KEPEDULIAN Persyarikatan Muhammadiyah terhadap isu lingkungan hidup bukanlah hal baru dan telah diwujudkan dalam ikhtiar Konkret. Misalnya, pada 2010, Muhammadiyah secara aktif melakukan judicial review terkait dengan sumber daya alam, seperti air, dan berhasil memengaruhi kebijakan negara menjadi lebih berpihak pada rakyat.

Kemudian pada Muktamar Ke-47 pada 2015, Muhammadiyah memberikan pernyataan yang lugas bahwa pemanasan Mendunia merupakan permasalahan kemanusiaan universal yang patut mendapat perhatian Demi dihadapi Berbarengan.

Berikutnya, sebagai respons terhadap krisis air Mendunia dengan hanya 2,5% air Kudus yang tersedia, organisasi itu menghasilkan fiqih air dan fiqih bencana pada 2016. Majelis dan lembaga yang berada di Dasar Persyarikatan juga aktif bersinergi dalam program dan kegiatan yang membawa kemaslahatan bagi alam dan Mahluk. Di antaranya, Majelis Lingkungan Hidup, Majelis Pendidikan Dasar, Menengah, dan Nonformal, Lembaga Penanggulangan Bencana, dan Lembaga Interaksi dan Kerja Sama International PP Muhammadiyah.

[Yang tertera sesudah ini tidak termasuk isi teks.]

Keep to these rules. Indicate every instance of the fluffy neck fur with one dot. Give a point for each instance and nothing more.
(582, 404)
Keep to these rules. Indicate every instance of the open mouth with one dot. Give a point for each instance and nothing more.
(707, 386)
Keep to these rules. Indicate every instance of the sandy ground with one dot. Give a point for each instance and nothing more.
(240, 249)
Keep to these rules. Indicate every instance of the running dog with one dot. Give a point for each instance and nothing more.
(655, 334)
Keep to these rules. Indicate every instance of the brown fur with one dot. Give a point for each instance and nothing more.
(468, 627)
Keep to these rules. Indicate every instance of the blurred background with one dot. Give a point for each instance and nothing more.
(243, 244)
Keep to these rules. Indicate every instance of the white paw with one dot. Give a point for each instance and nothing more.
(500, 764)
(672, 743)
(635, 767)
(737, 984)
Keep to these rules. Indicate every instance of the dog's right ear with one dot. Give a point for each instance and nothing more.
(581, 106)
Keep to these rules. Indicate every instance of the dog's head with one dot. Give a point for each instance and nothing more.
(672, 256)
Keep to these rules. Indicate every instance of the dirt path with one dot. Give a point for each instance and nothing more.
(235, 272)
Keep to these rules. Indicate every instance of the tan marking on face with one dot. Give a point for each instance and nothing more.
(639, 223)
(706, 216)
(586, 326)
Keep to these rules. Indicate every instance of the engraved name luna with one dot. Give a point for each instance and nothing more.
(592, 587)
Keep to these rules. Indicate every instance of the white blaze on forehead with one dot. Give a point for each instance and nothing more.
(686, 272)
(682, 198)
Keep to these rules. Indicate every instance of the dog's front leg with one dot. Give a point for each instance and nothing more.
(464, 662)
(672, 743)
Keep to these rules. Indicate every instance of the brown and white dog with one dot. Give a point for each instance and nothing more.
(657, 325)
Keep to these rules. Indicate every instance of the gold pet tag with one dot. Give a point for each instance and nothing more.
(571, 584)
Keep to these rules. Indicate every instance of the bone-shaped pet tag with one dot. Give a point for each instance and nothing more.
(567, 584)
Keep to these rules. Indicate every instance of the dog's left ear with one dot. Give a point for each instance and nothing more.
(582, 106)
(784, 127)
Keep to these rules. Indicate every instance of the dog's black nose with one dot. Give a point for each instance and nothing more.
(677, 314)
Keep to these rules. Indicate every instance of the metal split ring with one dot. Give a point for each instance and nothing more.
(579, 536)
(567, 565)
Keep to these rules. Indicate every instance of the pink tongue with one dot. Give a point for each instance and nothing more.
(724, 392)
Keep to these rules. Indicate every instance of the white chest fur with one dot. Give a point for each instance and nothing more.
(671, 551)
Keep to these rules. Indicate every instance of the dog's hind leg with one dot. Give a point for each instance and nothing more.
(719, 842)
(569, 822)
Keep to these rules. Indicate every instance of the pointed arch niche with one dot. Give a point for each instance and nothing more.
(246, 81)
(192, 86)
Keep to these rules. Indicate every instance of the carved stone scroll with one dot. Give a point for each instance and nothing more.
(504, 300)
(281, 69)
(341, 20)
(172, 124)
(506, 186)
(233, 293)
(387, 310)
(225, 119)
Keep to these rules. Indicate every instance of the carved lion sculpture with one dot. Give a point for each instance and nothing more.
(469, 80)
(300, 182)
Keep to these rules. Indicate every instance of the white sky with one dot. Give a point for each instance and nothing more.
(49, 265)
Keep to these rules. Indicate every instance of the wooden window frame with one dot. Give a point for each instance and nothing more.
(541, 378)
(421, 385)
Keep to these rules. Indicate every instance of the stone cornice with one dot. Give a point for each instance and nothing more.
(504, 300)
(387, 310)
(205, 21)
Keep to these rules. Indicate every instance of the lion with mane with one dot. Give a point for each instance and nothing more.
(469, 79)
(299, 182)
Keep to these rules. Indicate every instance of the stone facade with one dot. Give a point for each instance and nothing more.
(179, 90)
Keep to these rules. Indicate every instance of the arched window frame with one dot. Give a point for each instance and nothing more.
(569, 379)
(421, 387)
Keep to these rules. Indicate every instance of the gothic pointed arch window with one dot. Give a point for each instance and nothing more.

Beberapa program di antaranya Eco Bhinneka yang bertujuan membangun komunitas lintas Keyakinan yang Handal dan inklusif, Demi mendukung kebebasan beragama atau berkeyakinan melalui pendekatan pelestarian lingkungan. Berikutnya, 1.000 Terang yang merupakan program membangun green movement dengan Konsentrasi pada ranting, sekolah, pondok pesantren, dan masjid yang menargetkan 1.000 aksi Demi memberikan Terang pada sisi gelap Dampak krisis iklim. Program itu menggerakkan amal-amal usaha Muhammadiyah Demi memilah dan memilih sumber Kekuatan Kudus di tiap bidang amal usaha.

Juga Terdapat gerakan Less Plastic through Traditional Market 3-R Reduce, Reuse, and Recycle Waste oleh Lembaga Lingkungan Hidup dan Penanggulangan Bencana ‘Aisyiyah dan gerakan Sedekah Kekuatan yang diprakarsai Pimpinan Distrik Muhammadiyah Yogyakarta.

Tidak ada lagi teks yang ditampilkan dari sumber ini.